Dark of the West
Series: Glass Alliance #1
Genre: Historical, YA
Publication date: February 5th, 2019
by Tor Teen
He was raised in revolution. She was raised in a palace. Can their love stop a war? Code Name Verity meets The Winner's Cursein Joanna Hathaway's Dark of the West, a breathtaking YA fantasy debut.
Aurelia Isendare is a princess of a small kingdom in the North, raised in privilege but shielded from politics as her brother prepares to step up to the throne. Halfway around the world, Athan Dakar, the youngest son of a ruthless general, is a fighter pilot longing for a life away from the front lines. When Athan’s mother is shot and killed, his father is convinced it’s the work of his old rival, the Queen of Etania—Aurelia’s mother. Determined to avenge his wife’s murder, he devises a plot to overthrow the Queen, a plot which sends Athan undercover to Etania to gain intel from her children.
Athan’s mission becomes complicated when he finds himself falling for the girl he’s been tasked with spying upon. Aurelia feels the same attraction, all the while desperately seeking to stop the war threatening to break between the Southern territory and the old Northern kingdoms that control it—a war in which Athan’s father is determined to play a role. As diplomatic ties manage to just barely hold, the two teens struggle to remain loyal to their families and each other as they learn that war is not as black and white as they’ve been raised to believe.
-A copy was provided by Tor Teen for review-
I think it was the comp to The Winner’s Curse that drew me to Dark of the West (which is funny because I still haven’t read that series) but I dove into this book with not many expectations. The only one I remember having was that Dark of the West was a fantasy but it became abundantly clear very early on that it was not. The main reason I bring this up is because it very much felt like false advertising. There are no fantastical elements to this book. In fact, calling it a historical novel would be way more accurate since it seems to draw inspiration from the World Wars of the early 20th century. A lot of the technology we have exists in this world too: planes, cars, guns, etc.
False advertising aside, Dark of the West is a good book. As someone who has been struggling with fantasy lately, the fact the book wasn’t a fantasy novel actually made it a lot easier for me to get into and enjoy. It is very character driven which made it a slow read but I liked getting to know the characters.
Aurelia and Athan come from vastly different worlds and much of the book is not about their romance. It accentuates the differences in their worlds. From their families, siblings, political systems and even beliefs (at least early on.) To be clear, this isn’t really an opposites attract situation because while they are different, they have their similarities. For example, they are both incredibly loyal and passionate. I love that the book spends so much highlighting their worlds aside from one another because it definitely makes their romance feel all the more real.

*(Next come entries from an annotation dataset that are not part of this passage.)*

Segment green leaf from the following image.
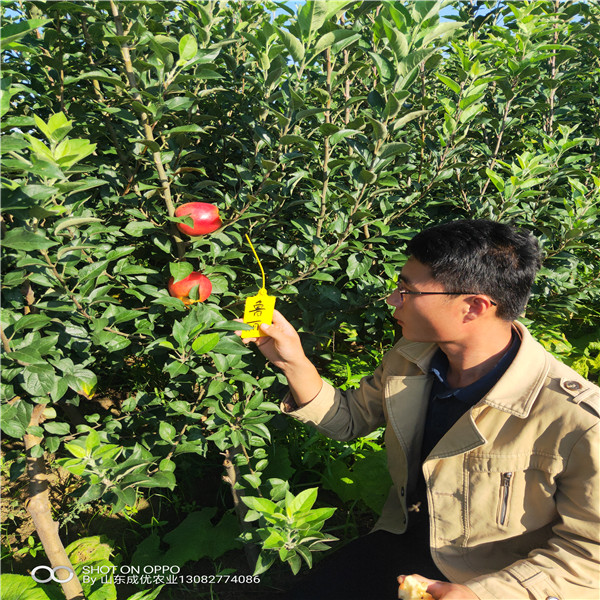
[298,0,351,39]
[169,262,194,283]
[23,364,57,396]
[277,27,304,63]
[192,333,219,354]
[158,421,177,443]
[313,29,360,54]
[485,168,504,192]
[394,110,429,129]
[2,227,58,251]
[179,33,198,62]
[0,571,58,600]
[286,488,319,515]
[242,496,281,515]
[379,142,411,159]
[435,73,460,94]
[0,19,51,50]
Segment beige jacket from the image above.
[282,323,600,600]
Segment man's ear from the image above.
[464,296,494,322]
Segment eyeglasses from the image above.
[396,288,498,306]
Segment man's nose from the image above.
[386,290,402,306]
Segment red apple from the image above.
[167,271,212,304]
[175,202,223,236]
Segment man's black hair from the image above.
[407,219,541,321]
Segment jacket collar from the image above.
[394,321,550,418]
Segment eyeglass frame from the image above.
[395,288,498,306]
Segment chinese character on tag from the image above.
[242,288,275,338]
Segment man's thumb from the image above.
[259,323,274,336]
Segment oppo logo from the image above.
[31,565,75,583]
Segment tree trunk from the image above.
[23,404,85,600]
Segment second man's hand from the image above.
[236,310,323,407]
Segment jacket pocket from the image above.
[496,471,513,528]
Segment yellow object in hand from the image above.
[242,288,275,338]
[242,235,276,338]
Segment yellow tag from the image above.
[242,235,276,338]
[242,288,275,338]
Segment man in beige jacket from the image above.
[237,220,600,600]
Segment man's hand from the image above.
[235,310,307,371]
[398,575,479,600]
[236,310,323,407]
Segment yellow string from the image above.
[245,233,266,290]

The fact that the book plays up on these differences is also especially helpful because it adds to our understanding of the war that is brewing. That being said, because the book focuses so much on those things, we also get no context for what the fuck the war is actually about besides everyone lying their ass off. We hear about the Nahir rebels on several occasions and yet I could not find any one instance in the novel that states what it is they want aside from vague mentions of freedom. Freedom from what????? I did actually do a proper search too and came up with nothing.
Moreover, Dark of the West feels more like one incredibly long prologue with the actually prologue having more tension than most of the book. This is partly why to me, Dark of the West is merely a good book rather than a great one because its entire purpose seems to be laying the foundation for a sequel. There is stuff happening but most of the action we get happens in the last 15% of the novel with the other 85% being spend building characters and the world (sort of since we still don’t know anything about the war.)

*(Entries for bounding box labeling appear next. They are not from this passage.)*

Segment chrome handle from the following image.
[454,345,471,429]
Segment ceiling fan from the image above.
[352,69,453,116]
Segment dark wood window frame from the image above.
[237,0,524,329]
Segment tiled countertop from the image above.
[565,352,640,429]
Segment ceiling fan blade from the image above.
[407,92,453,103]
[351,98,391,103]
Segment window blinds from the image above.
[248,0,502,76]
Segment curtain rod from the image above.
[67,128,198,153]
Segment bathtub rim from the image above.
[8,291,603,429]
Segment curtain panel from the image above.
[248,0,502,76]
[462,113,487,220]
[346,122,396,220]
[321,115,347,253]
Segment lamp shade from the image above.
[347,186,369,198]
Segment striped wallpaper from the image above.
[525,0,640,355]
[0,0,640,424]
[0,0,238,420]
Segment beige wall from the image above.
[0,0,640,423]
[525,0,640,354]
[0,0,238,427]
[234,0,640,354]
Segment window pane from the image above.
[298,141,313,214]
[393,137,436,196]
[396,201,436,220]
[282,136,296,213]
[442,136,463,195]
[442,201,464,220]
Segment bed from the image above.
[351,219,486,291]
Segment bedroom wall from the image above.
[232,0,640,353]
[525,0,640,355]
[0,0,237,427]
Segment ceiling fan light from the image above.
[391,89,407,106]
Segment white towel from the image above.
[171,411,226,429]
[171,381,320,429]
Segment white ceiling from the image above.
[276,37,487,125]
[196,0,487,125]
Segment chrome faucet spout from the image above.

If laying the foundation for all the goodness of the sequel was truly the author’s intention than she has been very successful because I am extremely excited to read the sequel. ESPECIALLY BECAUSE that intense prologue seems to be a snippet from a sequel.
Basically, I think this book is not so much exciting on its own as it is within the context of what could happen in the future. So you should read Dark of the West, but you should read it because it’s the only way we’ll all get to read what I can imagine will be a phenomenal sequel.